1
votes

Short story: I'm using azure search service and it looks like it is not indexing new rows added to my view (datasource points to a view).

Long story: I have a view, created from many tables in my database. I created a datasource that points to this view. The view has many columns, relevant here are 2: Id and ChangeIndicator. The change indicator (int) has a calculated value, result of summing some values that changes in the tables using to buid the view. I defined an index, maped to my datasource and an indexer. The indexer populates the index (first time) correctly, it sees all the rows in my view and index the data (as far as I checked) correctly.

The issue is when I add new rows in view - those rows are not indexed.

I create the datasource, index and indexer using API calls.

The datasource is created like this:

{
    "name": "cs5datasource",
    "description": "Data source for cs search",
    "type": "azuresql",
    "credentials": { "connectionString" : "XXX - Connection string - XXX" },
    "container": {"name": "UserDataAggregatedView"},
    "dataChangeDetectionPolicy": {
        "@odata.type" : "#Microsoft.Azure.Search.HighWaterMarkChangeDetectionPolicy",  
        "highWaterMarkColumnName" : "ChangeIndicator" 
    }
}

The index is created like this:

{
    "name": "cs5indexer",
    "description": "Indexer service",
    "dataSourceName": "cs5datasource",
    "targetIndexName": "cs5index",
    "schedule": {"interval" : "PT5M", "startTime" : "2017-06-24T22:00:00Z"}
}

After adding the new rows (the one that are not indexed), if I delete the indexer and create it again, the view is indexed correctly.
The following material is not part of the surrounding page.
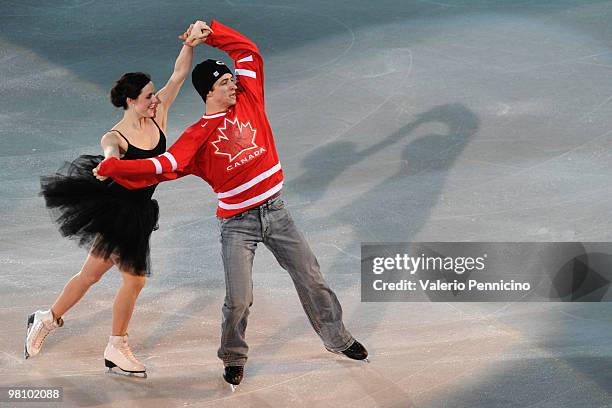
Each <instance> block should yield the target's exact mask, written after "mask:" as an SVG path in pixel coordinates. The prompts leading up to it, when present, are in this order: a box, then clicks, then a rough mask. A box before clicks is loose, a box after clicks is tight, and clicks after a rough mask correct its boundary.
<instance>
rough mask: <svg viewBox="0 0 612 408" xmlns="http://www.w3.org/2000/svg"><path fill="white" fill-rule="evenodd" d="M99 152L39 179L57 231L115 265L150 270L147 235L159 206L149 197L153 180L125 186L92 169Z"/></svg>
mask: <svg viewBox="0 0 612 408" xmlns="http://www.w3.org/2000/svg"><path fill="white" fill-rule="evenodd" d="M102 160H104V157H103V156H91V155H83V156H79V157H78V158H77V159H76V160H74V161H73V162H72V163H66V164H65V165H64V166H63V167H62V168H60V169H59V170H58V171H57V173H56V174H55V175H53V176H45V177H41V179H40V186H41V192H40V195H42V196H43V197H44V198H45V203H46V205H47V208H48V209H49V210H50V212H51V215H52V217H53V219H54V221H55V222H56V223H57V224H58V225H59V230H60V232H61V234H62V235H63V236H65V237H68V238H71V239H74V240H77V241H78V243H79V245H80V246H82V247H87V248H88V249H89V250H90V253H91V254H93V255H95V256H97V257H101V258H105V259H108V258H111V259H112V260H113V261H114V262H115V264H116V265H117V266H118V267H119V269H120V270H122V271H125V272H129V273H131V274H134V275H140V276H148V275H150V273H151V265H150V256H149V239H150V236H151V232H153V230H155V229H157V220H158V217H159V207H158V205H157V201H155V200H152V199H151V197H152V195H153V192H154V190H155V187H156V186H151V187H147V188H143V189H138V190H128V189H126V188H124V187H122V186H120V185H119V184H117V183H115V182H114V181H112V179H110V178H109V179H106V180H105V181H99V180H98V179H96V178H95V176H94V175H93V173H92V170H93V169H94V168H95V167H96V166H97V165H98V164H100V162H101V161H102Z"/></svg>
It seems like the issues is to detect the new rows. The added new rows are valid, no errors are generated on indexing process.

I need a way to index new added rows to my view and a way to remove from index the deleted rows. How to do this?

Thank you.

Later edit: The new added rows are not indexed. The new row I added looks like this:

Id |   name   | lang  |    proffesion   | changeIndicator
26 | test_011 |  en   | history teacher |    49536867 
1

1 Answers

3
votes

The changeIndicator column in your view is likely not suited to be the high watermark column. A high water mark column should monotonically increase for each new or updated row; we recommend using a rowversion column for change tracking.

From Capturing new, changed, and deleted rows:

This policy can be used if your table or view contains a column that meets the following criteria:

  • All inserts specify a value for the column.
  • All updates to an item also change the value of the column.
  • The value of this column increases with each insert or update.
  • Queries with the following WHERE and ORDER BY clauses can be executed efficiently: WHERE [High Water Mark Column] > [Current High Water Mark Value] ORDER BY [High Water Mark Column].

For capturing deleted rows, read the Soft Delete Column Deletion Detection policy section in Connecting Azure SQL Database to Azure Search using indexers.